Plastics, more importantly microplastics, clog our oceans. This phenomena in the ocean has been likened to smog around cities. These plastic particles are dangerous because they can absorb toxins, subsequently be consumed by zooplankton and invertebrates, and bioaccumluate up the food web to fish that are consumed by humans. A study in Nature found that 25 percent of seafood sold contains microplastics! There has been a recent awareness of the unseen harm that exists when plastic pollution in the ocean degrades into microplastics. A report in Environmental Research Letters estimated that “accumulated number of micro plastic particles… ranges from 15 to 51 trillion particles, weighing between 93 and 236 thousand metric tons.” That is cray cray. Despite a better awareness of the impact of microplastics on marine ecology, we still have a poor spatial understanding of microplastics in the ocean. The presence and density of microplastics is determined by trawling the ocean (i.e., researchers go out with a net and physically count the pieces of plastic they pick up). As you can imagine, this is not very effective.

Conceptualization of plastic degrading in the ocean. (Photo credit: Archipelagos Institute)

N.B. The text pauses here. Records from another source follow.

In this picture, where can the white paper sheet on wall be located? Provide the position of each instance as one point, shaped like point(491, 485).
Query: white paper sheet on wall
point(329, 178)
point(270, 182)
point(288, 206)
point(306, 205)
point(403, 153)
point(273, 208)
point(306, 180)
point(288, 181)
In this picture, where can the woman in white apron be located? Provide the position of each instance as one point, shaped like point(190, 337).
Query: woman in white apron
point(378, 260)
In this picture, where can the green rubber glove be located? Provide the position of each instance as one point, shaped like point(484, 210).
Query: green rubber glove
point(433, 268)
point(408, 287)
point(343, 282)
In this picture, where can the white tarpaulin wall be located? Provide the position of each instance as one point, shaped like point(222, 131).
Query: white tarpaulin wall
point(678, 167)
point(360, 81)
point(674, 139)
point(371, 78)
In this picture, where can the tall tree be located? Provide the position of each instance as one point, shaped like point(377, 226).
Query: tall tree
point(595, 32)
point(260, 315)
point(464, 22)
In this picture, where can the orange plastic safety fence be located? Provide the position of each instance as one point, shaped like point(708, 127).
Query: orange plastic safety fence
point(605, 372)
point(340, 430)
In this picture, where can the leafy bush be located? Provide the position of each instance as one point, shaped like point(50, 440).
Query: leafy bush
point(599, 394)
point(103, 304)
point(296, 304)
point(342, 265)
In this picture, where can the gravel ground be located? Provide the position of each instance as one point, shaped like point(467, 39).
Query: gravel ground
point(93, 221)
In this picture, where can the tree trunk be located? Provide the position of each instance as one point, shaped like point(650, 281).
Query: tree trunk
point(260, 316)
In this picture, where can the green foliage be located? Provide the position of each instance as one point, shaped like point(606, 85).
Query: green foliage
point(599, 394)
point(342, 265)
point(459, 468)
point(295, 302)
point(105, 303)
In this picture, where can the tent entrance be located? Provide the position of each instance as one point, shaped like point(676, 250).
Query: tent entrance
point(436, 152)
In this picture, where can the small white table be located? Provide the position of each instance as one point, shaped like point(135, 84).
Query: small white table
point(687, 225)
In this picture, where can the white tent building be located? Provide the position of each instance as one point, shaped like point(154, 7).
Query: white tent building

This could soon change. A team of Harvard undergraduates developed a tool, Plastiback, that both identifies the presence of microplastics, and degrades them. Plastiback is an ingenuous floating bioreactor containing genetically modified E. coli bacteria. The bacteria are used to identify and degrade a specific type of microplastic called polyethylene terephthalate (PET) – commonly used in water bottles and fishing equipment. So how does Plastiback work? The genetically engineered E. coli secrete an enzyme that breaks down PET into terephthalic acid and ethylene glycol. A fluorescent protein glows green when the PET-degrading enzyme is expressed identifying the presence of microplastics. Because the byproducts of microplastic are toxic, the system goes a step further and the terephthalic acid is metabolized by a second type of bacteria, D. tsuruhatensis sp. nov.  producing electrons used to generate a small amount of voltage. The voltage is used to quantify how much PET was broken down by Plastiback, so the system both identifies the presence and quantifies the amount of microplastics broken down.

Conceptual diagram of how Plastiback works. (Photo credit: Harvard iGEM team)

This is an ingenious developent, and if scalable could be utilized to provide a better sense of the spatial distribution of microplastics while also working on reducing the concentrations of microplastics in the ocean. So lets give a big shoutout to the team which included students Gabriela Berner, Will Cho, Rebekah Chun, and Mofeyifoluwa Edun. They were mentored by Neel Joshi, Associate Professor of Chemical and Biological Engineering, and graduate students Pichet Praveschotinunt, David Lips, Kevin Hof, and Anita Chandrahas.